Three trends suggest America’s “manufacturing renaissance” is just getting started, says Neil Dutta, U.S. economist at Bank of America Merrill Lynch. First, the cost advantages of outsourcing factory work are narrowing. Emerging market wages, while still much lower than U.S. wages, are rising, and high oil prices have made shipping more expensive. That is expanding the range of goods U.S. factories can produce at competitive prices (think sophisticated machines, not toys).
Second, a weakening dollar makes U.S. goods more attractive to foreign buyers. The dollar has fallen by nearly one-third over the past decade against a basket of currencies including the euro, British pound and yen.
Third, energy production is booming in the U.S., and domestic natural-gas prices have recently plunged. That gives an edge to U.S. producers of fabricated steel, transportation equipment, machinery and chemicals, which use natural gas extensively, according to a recent report from Citigroup.

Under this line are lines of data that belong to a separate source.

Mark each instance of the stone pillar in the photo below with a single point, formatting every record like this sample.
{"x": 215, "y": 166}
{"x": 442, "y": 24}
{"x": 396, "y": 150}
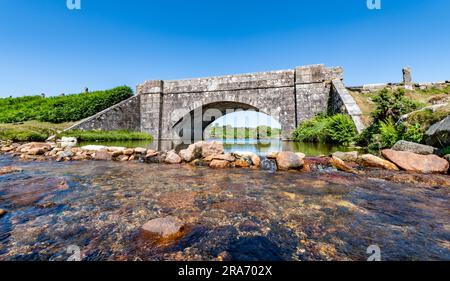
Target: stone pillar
{"x": 151, "y": 94}
{"x": 407, "y": 78}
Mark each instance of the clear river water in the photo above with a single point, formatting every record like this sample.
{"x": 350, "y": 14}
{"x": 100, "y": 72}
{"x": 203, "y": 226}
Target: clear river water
{"x": 239, "y": 214}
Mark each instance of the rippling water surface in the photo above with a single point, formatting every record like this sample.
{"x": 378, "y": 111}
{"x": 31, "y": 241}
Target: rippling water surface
{"x": 248, "y": 215}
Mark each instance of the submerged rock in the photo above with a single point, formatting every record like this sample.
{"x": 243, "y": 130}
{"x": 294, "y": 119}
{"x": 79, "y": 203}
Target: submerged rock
{"x": 369, "y": 160}
{"x": 287, "y": 160}
{"x": 172, "y": 158}
{"x": 140, "y": 150}
{"x": 219, "y": 164}
{"x": 102, "y": 156}
{"x": 268, "y": 165}
{"x": 191, "y": 153}
{"x": 67, "y": 142}
{"x": 210, "y": 148}
{"x": 351, "y": 156}
{"x": 342, "y": 166}
{"x": 439, "y": 133}
{"x": 164, "y": 227}
{"x": 94, "y": 148}
{"x": 427, "y": 164}
{"x": 227, "y": 157}
{"x": 9, "y": 170}
{"x": 414, "y": 147}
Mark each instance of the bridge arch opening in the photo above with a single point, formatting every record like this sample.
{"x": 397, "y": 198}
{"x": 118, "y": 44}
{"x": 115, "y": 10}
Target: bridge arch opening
{"x": 246, "y": 121}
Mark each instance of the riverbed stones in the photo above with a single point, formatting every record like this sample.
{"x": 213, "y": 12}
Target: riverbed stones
{"x": 351, "y": 156}
{"x": 272, "y": 155}
{"x": 7, "y": 149}
{"x": 67, "y": 142}
{"x": 172, "y": 158}
{"x": 123, "y": 158}
{"x": 102, "y": 156}
{"x": 341, "y": 165}
{"x": 227, "y": 157}
{"x": 94, "y": 148}
{"x": 219, "y": 164}
{"x": 65, "y": 153}
{"x": 165, "y": 227}
{"x": 439, "y": 133}
{"x": 128, "y": 151}
{"x": 34, "y": 148}
{"x": 251, "y": 158}
{"x": 414, "y": 147}
{"x": 412, "y": 162}
{"x": 287, "y": 160}
{"x": 140, "y": 150}
{"x": 193, "y": 152}
{"x": 369, "y": 160}
{"x": 9, "y": 170}
{"x": 210, "y": 148}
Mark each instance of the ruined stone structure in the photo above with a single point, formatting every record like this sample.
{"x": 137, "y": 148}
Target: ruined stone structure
{"x": 184, "y": 108}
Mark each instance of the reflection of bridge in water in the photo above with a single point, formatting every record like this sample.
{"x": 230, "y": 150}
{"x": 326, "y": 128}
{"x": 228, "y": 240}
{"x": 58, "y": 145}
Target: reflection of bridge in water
{"x": 182, "y": 109}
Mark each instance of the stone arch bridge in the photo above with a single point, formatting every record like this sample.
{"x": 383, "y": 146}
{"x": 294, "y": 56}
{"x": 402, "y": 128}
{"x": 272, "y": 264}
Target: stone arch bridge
{"x": 184, "y": 108}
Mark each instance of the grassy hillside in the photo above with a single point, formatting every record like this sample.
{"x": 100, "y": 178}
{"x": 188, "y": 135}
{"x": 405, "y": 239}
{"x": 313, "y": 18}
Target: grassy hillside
{"x": 62, "y": 108}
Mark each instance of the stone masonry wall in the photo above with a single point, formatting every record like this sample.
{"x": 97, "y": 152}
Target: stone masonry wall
{"x": 289, "y": 96}
{"x": 122, "y": 116}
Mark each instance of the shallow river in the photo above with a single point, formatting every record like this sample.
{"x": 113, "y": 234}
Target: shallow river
{"x": 260, "y": 147}
{"x": 236, "y": 213}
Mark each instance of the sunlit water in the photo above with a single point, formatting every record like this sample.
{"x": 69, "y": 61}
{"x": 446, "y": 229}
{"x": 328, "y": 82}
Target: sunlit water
{"x": 250, "y": 214}
{"x": 260, "y": 147}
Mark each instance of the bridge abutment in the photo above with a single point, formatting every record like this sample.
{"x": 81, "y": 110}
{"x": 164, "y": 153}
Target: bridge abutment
{"x": 174, "y": 109}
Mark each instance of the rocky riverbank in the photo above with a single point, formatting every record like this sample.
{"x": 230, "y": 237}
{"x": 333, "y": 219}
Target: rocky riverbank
{"x": 403, "y": 156}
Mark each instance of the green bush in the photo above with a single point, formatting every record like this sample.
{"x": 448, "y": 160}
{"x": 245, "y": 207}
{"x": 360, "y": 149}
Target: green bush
{"x": 341, "y": 129}
{"x": 392, "y": 105}
{"x": 313, "y": 130}
{"x": 119, "y": 135}
{"x": 23, "y": 135}
{"x": 62, "y": 108}
{"x": 338, "y": 129}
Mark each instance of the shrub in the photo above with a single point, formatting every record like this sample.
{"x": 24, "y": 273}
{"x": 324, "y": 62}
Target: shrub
{"x": 392, "y": 105}
{"x": 341, "y": 129}
{"x": 313, "y": 130}
{"x": 338, "y": 129}
{"x": 60, "y": 109}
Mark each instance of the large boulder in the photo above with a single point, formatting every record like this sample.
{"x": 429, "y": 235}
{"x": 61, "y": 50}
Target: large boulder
{"x": 10, "y": 170}
{"x": 427, "y": 164}
{"x": 172, "y": 158}
{"x": 102, "y": 156}
{"x": 219, "y": 164}
{"x": 191, "y": 153}
{"x": 369, "y": 160}
{"x": 210, "y": 148}
{"x": 439, "y": 133}
{"x": 164, "y": 227}
{"x": 94, "y": 148}
{"x": 414, "y": 147}
{"x": 287, "y": 160}
{"x": 351, "y": 156}
{"x": 35, "y": 148}
{"x": 250, "y": 157}
{"x": 341, "y": 165}
{"x": 226, "y": 157}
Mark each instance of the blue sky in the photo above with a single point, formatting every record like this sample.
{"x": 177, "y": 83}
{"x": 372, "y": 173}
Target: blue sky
{"x": 46, "y": 48}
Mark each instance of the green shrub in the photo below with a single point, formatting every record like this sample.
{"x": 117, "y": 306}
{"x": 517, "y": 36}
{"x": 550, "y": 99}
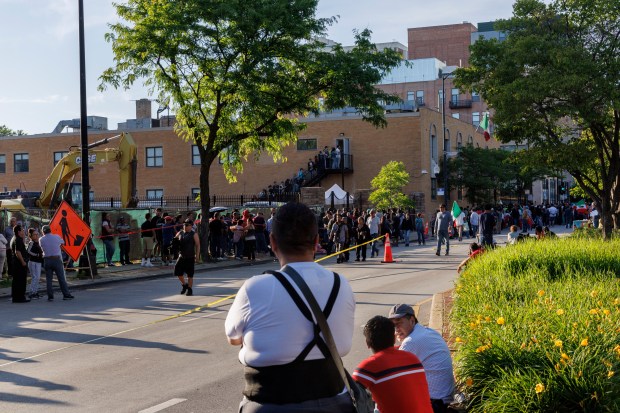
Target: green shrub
{"x": 537, "y": 327}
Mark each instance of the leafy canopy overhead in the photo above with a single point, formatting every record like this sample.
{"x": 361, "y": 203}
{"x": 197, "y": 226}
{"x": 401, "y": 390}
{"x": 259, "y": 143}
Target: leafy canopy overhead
{"x": 238, "y": 73}
{"x": 553, "y": 83}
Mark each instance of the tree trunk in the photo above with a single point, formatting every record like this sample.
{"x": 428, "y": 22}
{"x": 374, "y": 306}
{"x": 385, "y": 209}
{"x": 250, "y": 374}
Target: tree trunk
{"x": 205, "y": 204}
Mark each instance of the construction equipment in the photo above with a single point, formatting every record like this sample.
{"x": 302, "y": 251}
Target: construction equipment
{"x": 59, "y": 181}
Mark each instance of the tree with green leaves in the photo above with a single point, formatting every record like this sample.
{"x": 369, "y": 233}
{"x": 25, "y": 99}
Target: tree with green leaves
{"x": 6, "y": 131}
{"x": 388, "y": 187}
{"x": 239, "y": 74}
{"x": 487, "y": 175}
{"x": 553, "y": 83}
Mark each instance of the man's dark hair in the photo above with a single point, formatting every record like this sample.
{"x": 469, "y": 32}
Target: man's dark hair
{"x": 294, "y": 228}
{"x": 379, "y": 333}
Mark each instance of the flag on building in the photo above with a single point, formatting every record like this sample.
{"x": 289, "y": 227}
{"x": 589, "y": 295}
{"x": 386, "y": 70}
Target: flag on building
{"x": 486, "y": 126}
{"x": 456, "y": 210}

Of course, a sudden rise in the dollar or a spike in natural-gas prices or wages could slow U.S. manufacturing gains. But for now, at least, that scenario appears unlikely. Wall Street expects earnings for the S&P 500 industrial sector to rise 13% this year, versus 9% for the broader index.
U.S. Steel and Nucor are the largest U.S. steelmakers, and analysts say both can reduce their domestic production costs by switching from coal to natural gas where possible.
When it comes to U.S. manufacturing, says Kristina Hooper, head of portfolio strategies at Allianz Global Investors, “It’s time to stop looking in the rearview mirror and start looking ahead.”